Джо внимательно изучал орнамент на линолеуме. Тони впал в бешенство.
– Мой сын за твою страну воевал!
– И не надо кричать, мистер Фортуна. – Дежурный изобразил лицом гадливость. – Ваш сын совершил преступление против вооруженных сил США в военное время. Вы должны быть благодарны армии за то, что к вашему сыну не применили более суровых мер дисциплинарного взыскания. – С великолепным презрением дежурный снова выдал расшифровку: – Скажите спасибо, что вашего сына в тюрьму не посадили.
Тем «разборка» и закончилась. Тони вылетел из приемной, не взглянув более на Джо, не сказав ему ни слова. Домой Джо возвращался один.
Если бы он погиб в бою, вся его семья – родители, сестры, брат – живо получили бы гражданство Соединенных Штатов. Только в этом-то и была загвоздка: Джо никак не хотел не только погибать, но даже и оказываться там, где велик риск расстаться с жизнью. И вот вам итог: Джо остался с ярлыком «трус», с почти не действующей рукой и без каких-либо перспектив сделаться гражданином США.
Тони Фортуна так и не простил Джо. Его сын – и вдруг трус! Сам он четыре года прослужил, из них три с половиной провел в регионе, где бои были на тот период едва ли не самые кровопролитные, а чтоб самострельничать – такое даже в голову не приходило! Сын, рожденный, чтобы подтвердить мужественность отца, оказался слабаком, неженкой, баловнем и предателем; опозорил и себя, и отца, и всю семью. Между Тони и Джо пролегла пропасть. Отношений они никогда не наладили. Находясь с сыном в одной комнате, Тони его упорно не замечал. Если Джо, страдавший от разлада, пытался «подъехать» к отцу, дело заканчивалось криком и издевками со стороны Тони, который выскакивал вон, хлопнув дверью.
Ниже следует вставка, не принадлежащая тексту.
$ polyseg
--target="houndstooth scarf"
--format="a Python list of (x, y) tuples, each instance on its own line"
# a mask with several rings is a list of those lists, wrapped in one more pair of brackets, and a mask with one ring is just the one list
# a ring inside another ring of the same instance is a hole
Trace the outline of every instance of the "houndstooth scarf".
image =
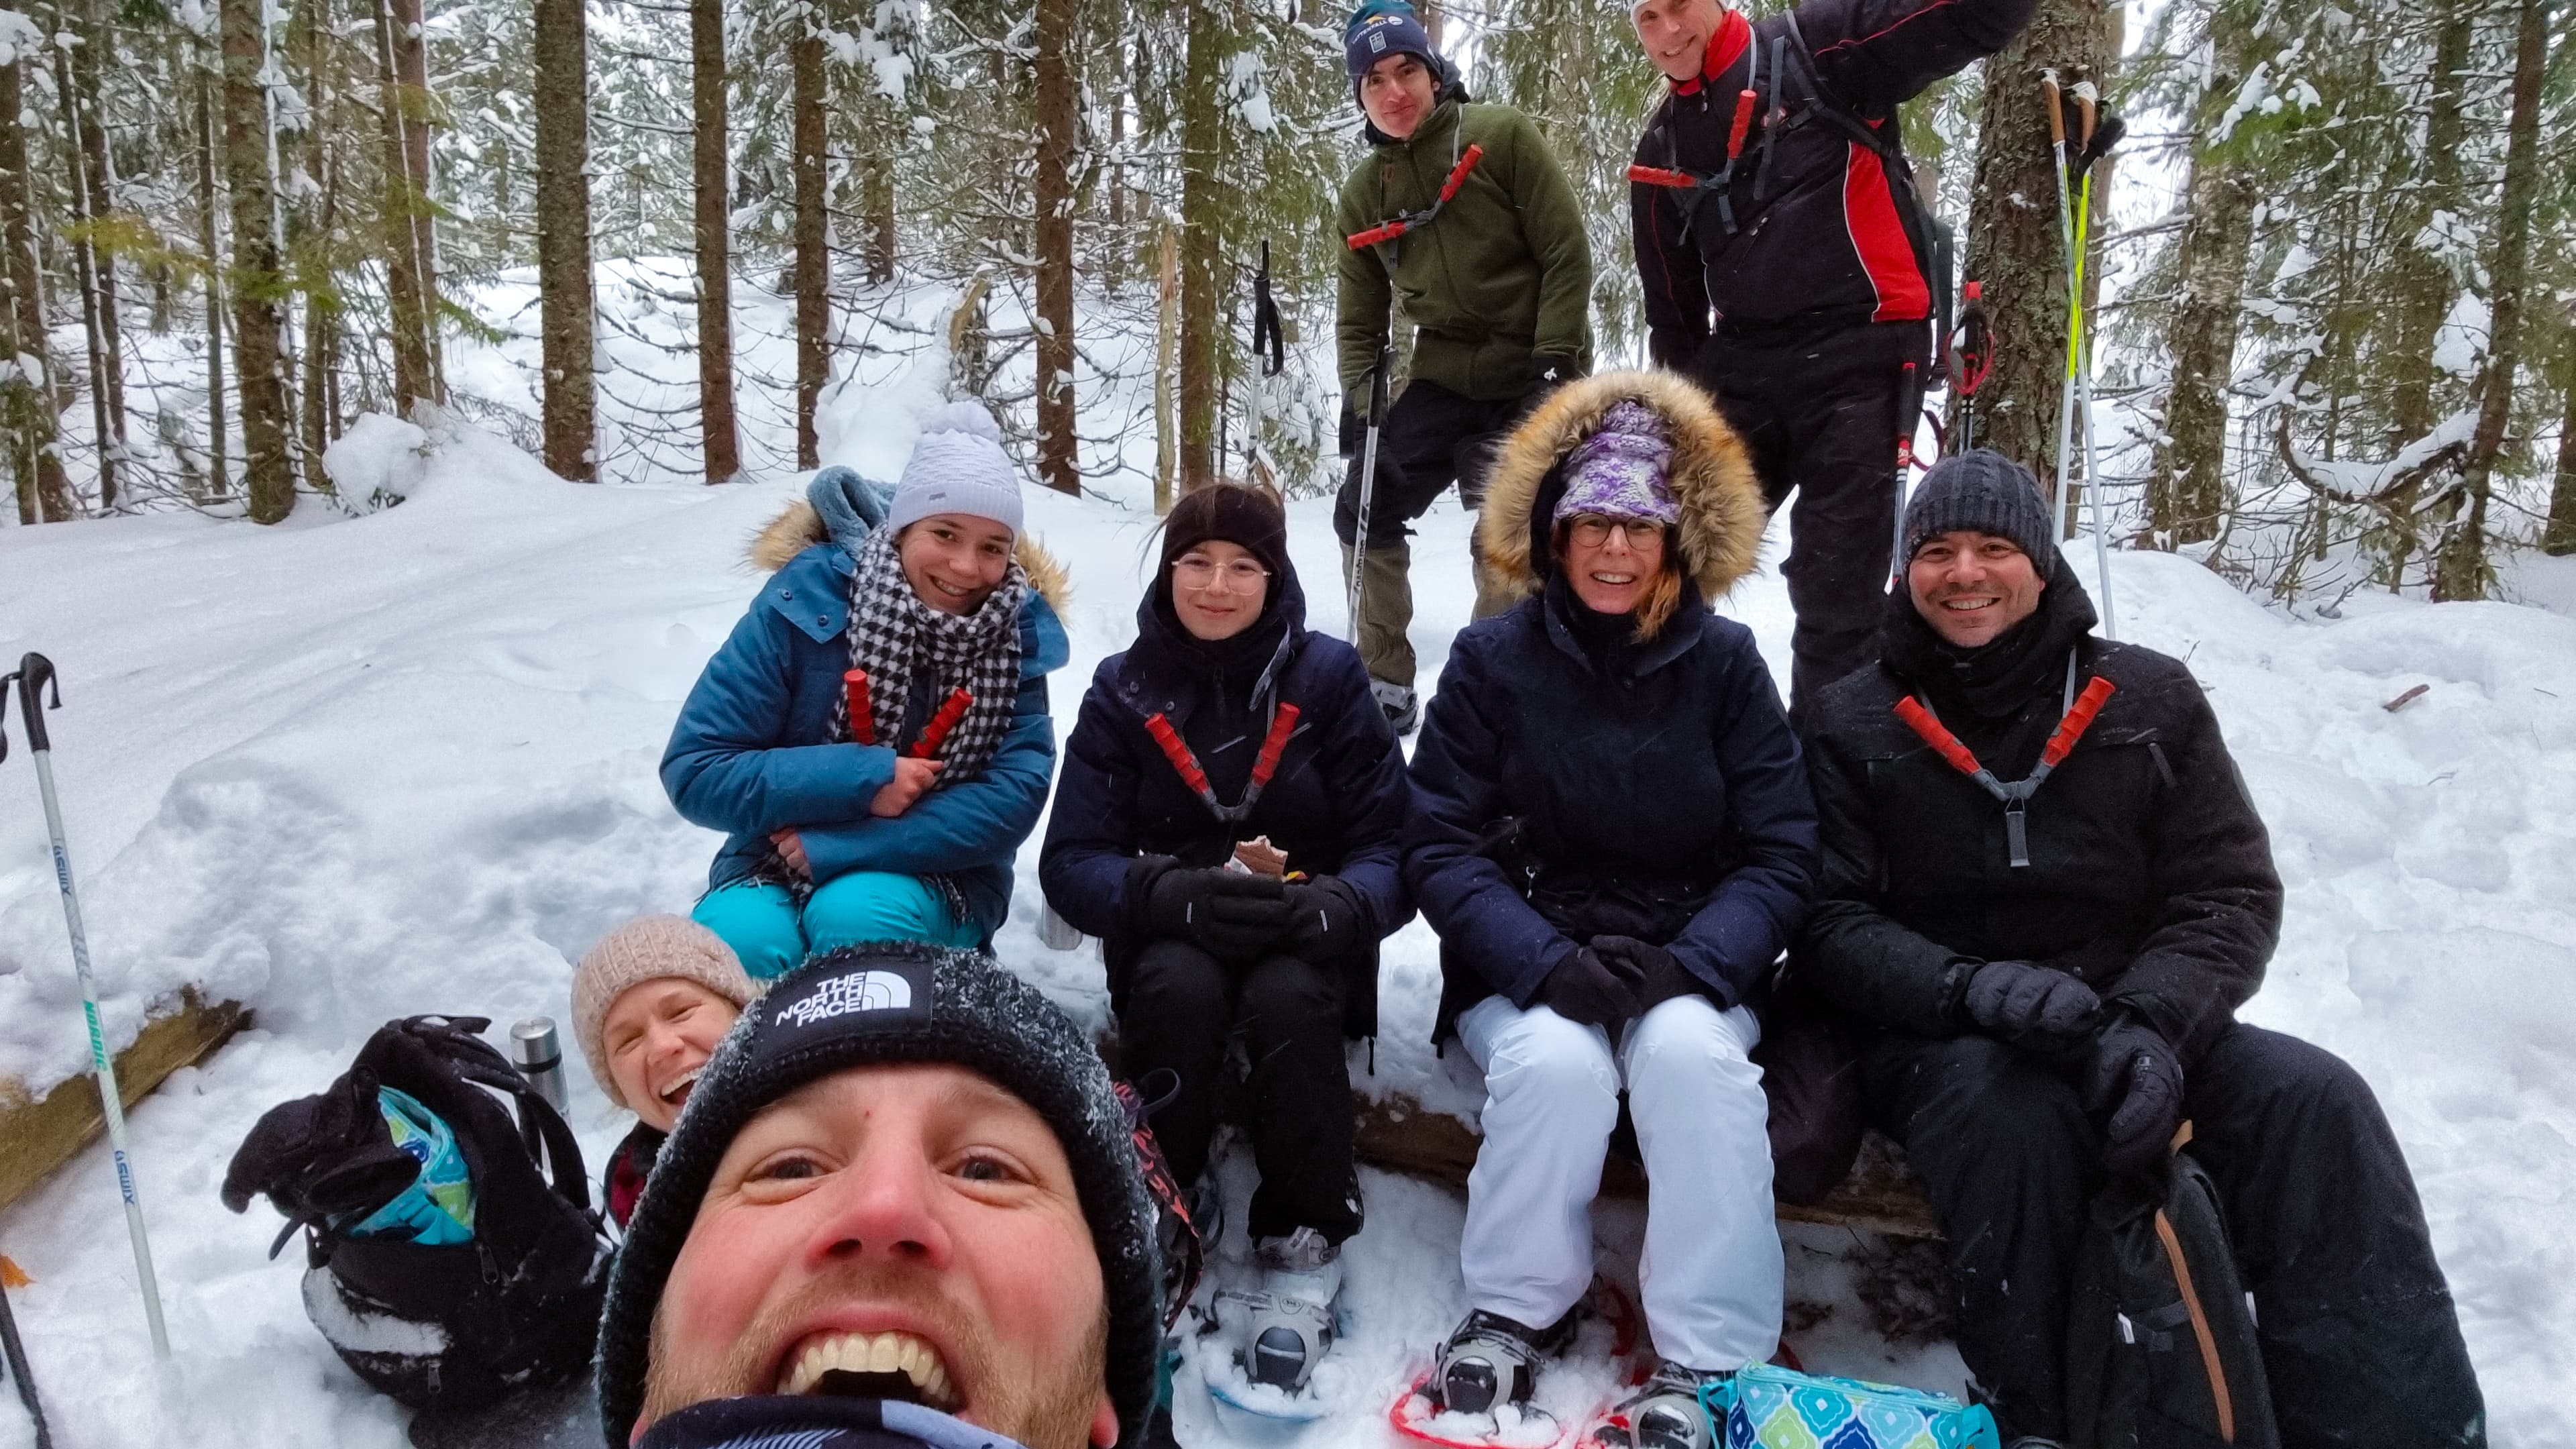
[[(897, 749), (912, 744), (897, 736), (916, 673), (928, 670), (934, 709), (952, 690), (974, 696), (939, 747), (948, 767), (931, 782), (934, 790), (983, 774), (1010, 732), (1020, 694), (1020, 610), (1028, 597), (1028, 575), (1013, 560), (1001, 587), (975, 612), (947, 613), (912, 591), (891, 530), (875, 530), (860, 548), (858, 572), (850, 581), (850, 667), (868, 672), (877, 743)], [(849, 738), (850, 701), (844, 693), (832, 702), (832, 739)]]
Джо не годился для работы на стройке или на фабрике, куда охотно брали иммигрантов без гражданства. Трусость стала клеймом. Правду о Джо мигом просекали наниматели, сыновья которых все как один были храбрецами. «Ранен, значит, в бою… Допустим. Почему же тогда гражданства не имеешь, а? Всем ветеранам дают гражданство!» Выслушав подобное четыре-пять раз и получив от ворот поворот, Джо бросил попытки устроиться на работу и обосновался в своей комнате, как в логове. Проснувшись (обычно к полудню), он пил до полной отключки. Уничтожил не один галлон вина из отцовских запасов. К спиртному Джо пристрастился в госпитале, и теперь существование на границе здравого смысла казалось ему единственно возможным.
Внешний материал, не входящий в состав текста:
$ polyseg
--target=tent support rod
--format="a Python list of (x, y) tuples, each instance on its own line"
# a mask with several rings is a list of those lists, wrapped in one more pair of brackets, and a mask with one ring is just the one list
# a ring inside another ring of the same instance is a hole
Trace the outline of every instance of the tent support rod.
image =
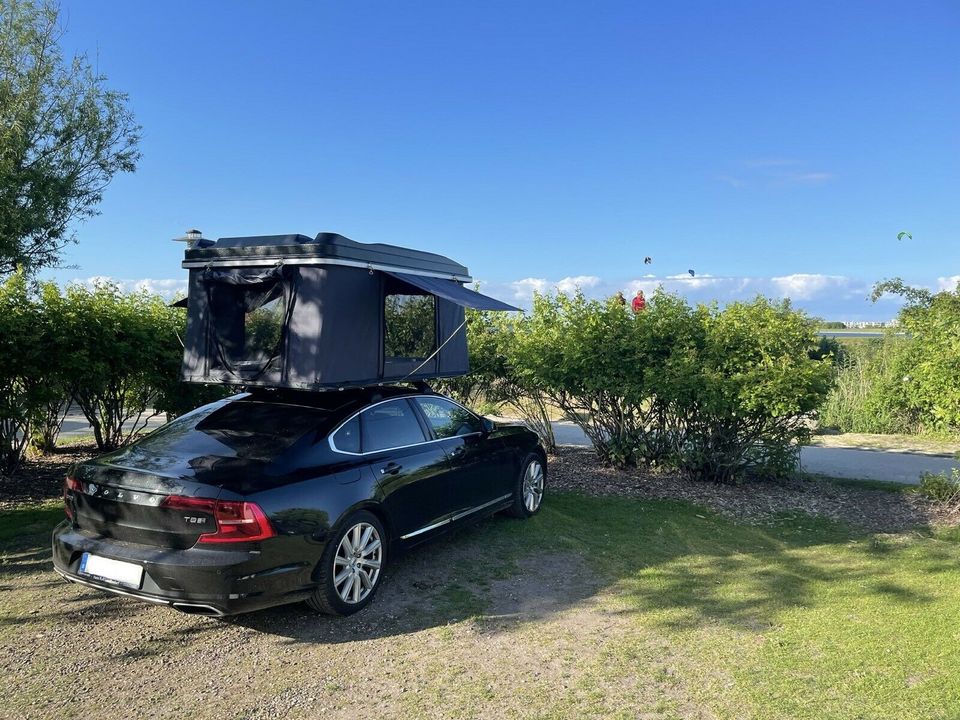
[(403, 378), (402, 378), (399, 382), (406, 382), (410, 377), (412, 377), (413, 375), (416, 375), (418, 372), (420, 372), (420, 370), (423, 368), (423, 366), (426, 365), (426, 364), (427, 364), (428, 362), (430, 362), (431, 360), (433, 360), (433, 359), (437, 356), (437, 353), (439, 353), (441, 350), (443, 350), (443, 346), (446, 345), (446, 344), (447, 344), (448, 342), (450, 342), (451, 340), (453, 340), (453, 338), (456, 337), (457, 333), (460, 332), (461, 330), (463, 330), (463, 328), (466, 326), (466, 324), (467, 324), (467, 321), (466, 321), (466, 320), (464, 320), (462, 323), (460, 323), (460, 326), (459, 326), (456, 330), (454, 330), (452, 333), (450, 333), (450, 337), (448, 337), (446, 340), (444, 340), (442, 343), (440, 343), (440, 347), (438, 347), (436, 350), (434, 350), (432, 353), (430, 353), (430, 357), (428, 357), (428, 358), (427, 358), (426, 360), (424, 360), (422, 363), (420, 363), (419, 365), (417, 365), (413, 370), (411, 370), (411, 371), (408, 372), (406, 375), (404, 375)]

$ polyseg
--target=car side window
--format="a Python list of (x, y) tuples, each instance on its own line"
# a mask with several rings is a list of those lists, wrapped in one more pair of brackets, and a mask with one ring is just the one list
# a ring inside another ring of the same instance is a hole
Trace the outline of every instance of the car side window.
[(360, 452), (360, 416), (352, 417), (333, 434), (333, 446), (341, 452)]
[(427, 438), (406, 400), (381, 403), (360, 413), (363, 452), (416, 445)]
[(416, 398), (438, 438), (471, 435), (480, 432), (480, 418), (449, 400), (436, 397)]

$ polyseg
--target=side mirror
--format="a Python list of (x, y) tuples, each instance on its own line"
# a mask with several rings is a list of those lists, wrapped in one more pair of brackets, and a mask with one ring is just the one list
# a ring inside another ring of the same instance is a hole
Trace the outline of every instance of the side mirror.
[(497, 424), (496, 424), (493, 420), (490, 420), (490, 419), (485, 418), (485, 417), (484, 417), (484, 418), (480, 418), (480, 422), (481, 422), (481, 424), (483, 425), (483, 432), (484, 432), (484, 434), (492, 433), (492, 432), (493, 432), (493, 429), (497, 426)]

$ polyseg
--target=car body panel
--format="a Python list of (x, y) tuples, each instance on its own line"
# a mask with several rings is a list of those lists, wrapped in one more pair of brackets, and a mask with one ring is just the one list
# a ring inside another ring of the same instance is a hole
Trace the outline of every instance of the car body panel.
[[(83, 490), (68, 492), (73, 519), (53, 535), (57, 572), (153, 602), (212, 608), (208, 614), (292, 602), (315, 589), (328, 538), (356, 510), (382, 520), (393, 554), (507, 507), (523, 458), (543, 455), (525, 428), (489, 423), (481, 432), (445, 439), (433, 437), (424, 423), (422, 442), (339, 452), (329, 437), (351, 415), (421, 394), (377, 389), (324, 395), (337, 397), (320, 398), (313, 407), (286, 397), (237, 396), (80, 464), (73, 475)], [(274, 425), (285, 422), (281, 437), (270, 437), (273, 426), (261, 428), (250, 413)], [(210, 519), (162, 507), (168, 495), (256, 503), (276, 535), (201, 542)], [(142, 585), (120, 587), (81, 575), (85, 552), (141, 565)]]

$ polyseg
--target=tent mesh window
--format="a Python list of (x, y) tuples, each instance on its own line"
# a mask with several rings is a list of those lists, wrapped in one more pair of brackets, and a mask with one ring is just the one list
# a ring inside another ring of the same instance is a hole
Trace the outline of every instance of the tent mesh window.
[(241, 379), (277, 370), (292, 302), (282, 272), (213, 271), (204, 279), (217, 319), (211, 327), (213, 366)]
[(436, 350), (437, 299), (433, 295), (385, 295), (383, 323), (387, 362), (426, 360)]
[[(279, 287), (278, 287), (279, 289)], [(286, 303), (278, 294), (243, 315), (243, 356), (241, 367), (262, 368), (280, 346)]]

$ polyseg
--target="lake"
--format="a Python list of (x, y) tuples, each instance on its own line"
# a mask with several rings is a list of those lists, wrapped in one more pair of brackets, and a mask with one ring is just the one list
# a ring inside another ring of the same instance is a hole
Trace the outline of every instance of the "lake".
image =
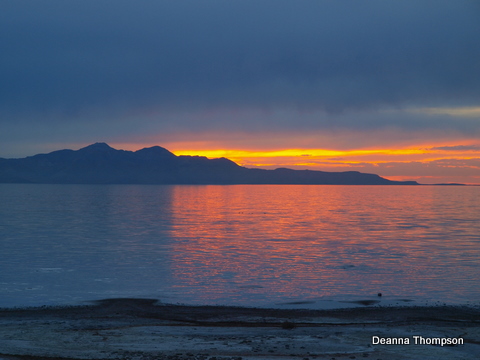
[(0, 184), (0, 244), (0, 307), (478, 304), (480, 187)]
– Не надо тебе этого, – говорила Ассунта, когда Джо в одном исподнем плюхался на кухонный табурет. Скажет – и тотчас плеснет ему красненького из кувшина, что приберегала на сыновний опохмел.
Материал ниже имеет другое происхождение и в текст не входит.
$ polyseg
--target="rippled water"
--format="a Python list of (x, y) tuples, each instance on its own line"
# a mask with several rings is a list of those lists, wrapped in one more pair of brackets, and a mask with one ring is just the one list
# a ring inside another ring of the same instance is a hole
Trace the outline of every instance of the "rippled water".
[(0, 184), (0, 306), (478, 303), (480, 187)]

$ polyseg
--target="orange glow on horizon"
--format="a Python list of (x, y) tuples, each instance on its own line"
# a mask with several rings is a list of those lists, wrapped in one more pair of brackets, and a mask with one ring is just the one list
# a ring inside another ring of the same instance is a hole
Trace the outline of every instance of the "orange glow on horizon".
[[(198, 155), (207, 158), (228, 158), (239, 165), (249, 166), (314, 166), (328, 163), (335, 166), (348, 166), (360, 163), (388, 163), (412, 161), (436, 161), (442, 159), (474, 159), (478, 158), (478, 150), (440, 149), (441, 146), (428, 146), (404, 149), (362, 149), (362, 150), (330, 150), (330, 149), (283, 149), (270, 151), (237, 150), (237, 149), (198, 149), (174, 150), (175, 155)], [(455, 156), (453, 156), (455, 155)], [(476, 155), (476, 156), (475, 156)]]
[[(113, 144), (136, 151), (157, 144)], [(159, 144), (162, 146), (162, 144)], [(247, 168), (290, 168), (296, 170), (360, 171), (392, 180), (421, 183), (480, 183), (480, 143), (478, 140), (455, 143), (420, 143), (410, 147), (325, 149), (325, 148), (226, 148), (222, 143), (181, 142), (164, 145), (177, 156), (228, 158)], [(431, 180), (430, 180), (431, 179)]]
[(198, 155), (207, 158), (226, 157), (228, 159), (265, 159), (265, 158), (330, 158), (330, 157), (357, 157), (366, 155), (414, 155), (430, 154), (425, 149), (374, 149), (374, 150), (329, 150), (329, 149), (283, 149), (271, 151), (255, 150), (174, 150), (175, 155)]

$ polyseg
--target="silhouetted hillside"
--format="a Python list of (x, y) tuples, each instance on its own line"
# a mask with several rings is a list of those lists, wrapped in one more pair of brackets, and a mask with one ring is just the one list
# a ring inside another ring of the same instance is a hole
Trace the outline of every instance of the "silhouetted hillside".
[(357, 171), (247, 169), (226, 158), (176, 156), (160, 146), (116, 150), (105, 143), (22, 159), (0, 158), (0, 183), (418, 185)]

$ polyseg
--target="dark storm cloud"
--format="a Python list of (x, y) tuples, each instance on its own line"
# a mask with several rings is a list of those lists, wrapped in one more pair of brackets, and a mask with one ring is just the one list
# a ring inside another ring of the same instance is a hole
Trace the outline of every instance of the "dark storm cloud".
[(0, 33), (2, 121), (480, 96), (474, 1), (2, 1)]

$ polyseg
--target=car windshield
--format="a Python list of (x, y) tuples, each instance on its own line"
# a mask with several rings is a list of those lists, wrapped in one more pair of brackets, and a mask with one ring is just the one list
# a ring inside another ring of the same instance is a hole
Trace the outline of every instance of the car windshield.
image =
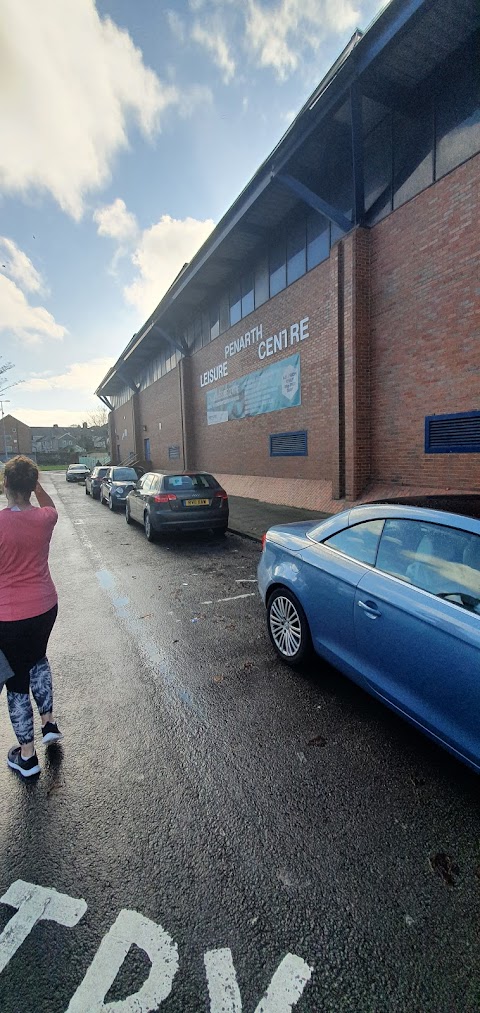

– Надо, ма, еще как надо, – убеждал Джо. Ассунта ставила перед ним завтрак – тарелку пастины, то есть мелкой, как бусинки, пасты. – Потому что я теперь кто? Пьянь и трус, позор всего рода Фортуна. Причем навсегда.
Стелла физически страдала от присутствия Джо. В армию уходил озорной и смазливый обаяшка, а вернулся отвратительный подменыш-переросток, один вид которого за кухонным столом, липким от пролитого вина, вызывал у Стеллы тошноту. Это чудовище находится в кровном родстве со Стеллой? Это и есть малыш, которого Стелла нянчила, сама будучи ребенком? Мальчуган, целый день прорыдавший, когда сгинула его любимая бродячая кошка? Подросток, который легко, подмигивая, разгрызал для сестры каштаны? Младший брат, все еще красивый, несмотря на красные склеры и шакалью ухмылку? Да, это он. Сидит, упивается своей гнусностью. Мучает их всех – а чего мешают на дно скатываться? В отличие от матери, Стелла не видела, что Джо и сам страдает. Брат виделся ей заразой, способной уничтожить весь дом: так один великолепный плод, загнив, распространяет пакость на остальные, пока не сгноит целый урожай.